ABC News' Ariane de Vogue reports:
When Carter G. Phillips, one of the most respected Supreme Court lawyers in the country, took the podium last Tuesday he had to have known he’d face tough questions. But even an experienced practitioner like Phillips may not have been prepared for a bench so hot that 80 minutes were easily filled with questions coming from almost every seat causing a collective head swivel in the audience.
Justice Sonia Sotomayor at one point showed more passion than is usually seen in the ornate chamber.
Phillips was representing the State of California and arguing that a federal court order mandating the state to reduce its prison population by 40,000 over a two-year period was “extraordinary and unprecedented." He said the state was working to remedy the situation on its own with new construction and that the order would force the release of thousands of prisoners prematurely.
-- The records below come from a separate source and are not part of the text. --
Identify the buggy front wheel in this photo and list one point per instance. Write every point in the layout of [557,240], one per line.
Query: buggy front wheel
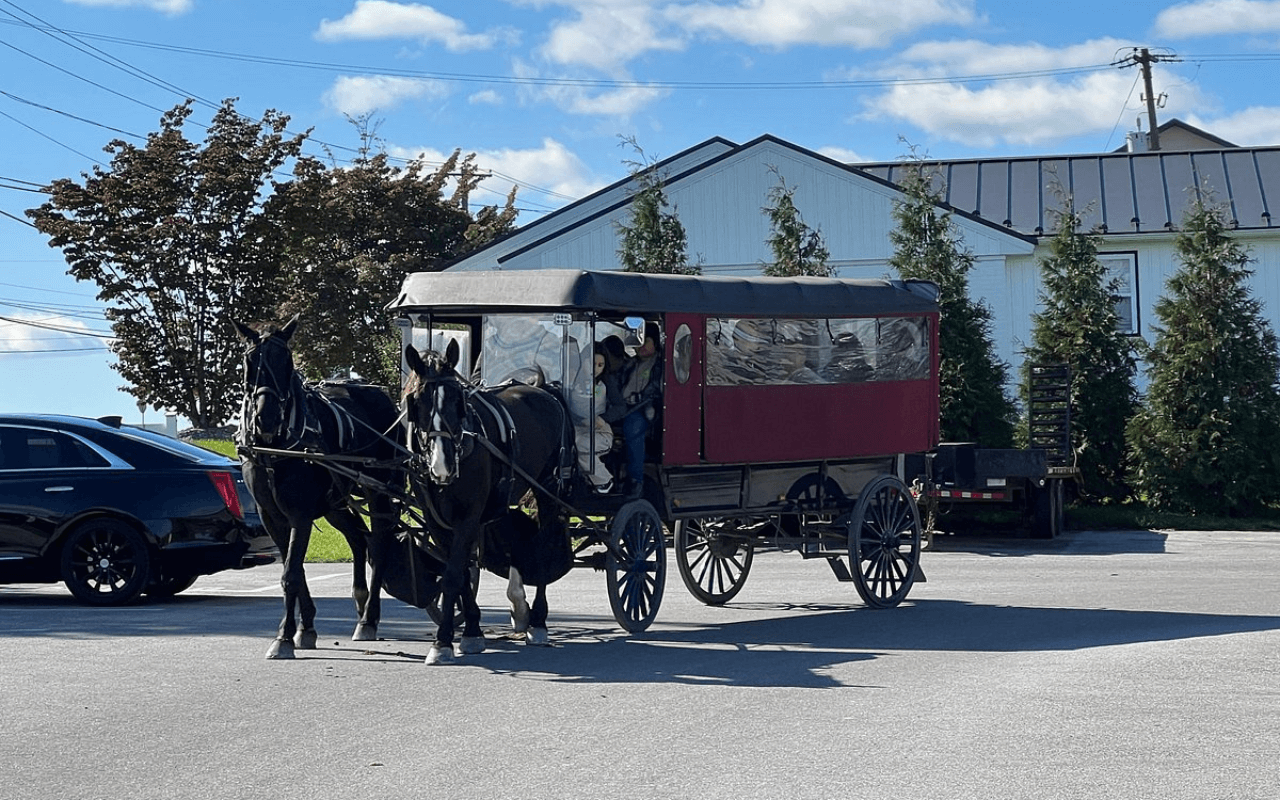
[713,558]
[635,565]
[885,542]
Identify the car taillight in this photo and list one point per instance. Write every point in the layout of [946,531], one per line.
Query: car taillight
[225,485]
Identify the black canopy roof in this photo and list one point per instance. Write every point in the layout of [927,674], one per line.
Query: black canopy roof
[553,289]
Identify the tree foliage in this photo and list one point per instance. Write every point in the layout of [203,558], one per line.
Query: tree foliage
[170,234]
[798,250]
[927,246]
[1078,325]
[350,234]
[654,241]
[1208,437]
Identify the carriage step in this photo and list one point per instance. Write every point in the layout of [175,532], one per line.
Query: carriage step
[837,566]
Justice Ruth Bader Ginsburg and Justice Sonia Sotomayor pounced. Ginsburg pointed out that one case challenging the conditions in the prison had been pending for 20 years. “How much longer do we have to wait?” she said.
Then it was Justice Sotomayor’s turn. She asked Phillips to give her “concrete details” of what California, mired in a fiscal crisis, could do on its own to alleviate the crowding. “Slow down from the rhetoric,” she warned Phillips.
Later she asked him: “When are you going to avoid the needless deaths that were reported in this record? When are you going to avoid or get around people sitting in their feces for days in a dazed state? When are you going to get to a point where you are going to deliver care that is going to be adequate?”
For a half moment the chamber was quiet. Then Justice Scalia lightly scolded her tone. “Don’t be rhetorical” he said.
Former Justice Byron White once said that with the addition of each new member the chemistry of the whole Court changes. With four new justices in recent years the Court is settling into a new dynamic.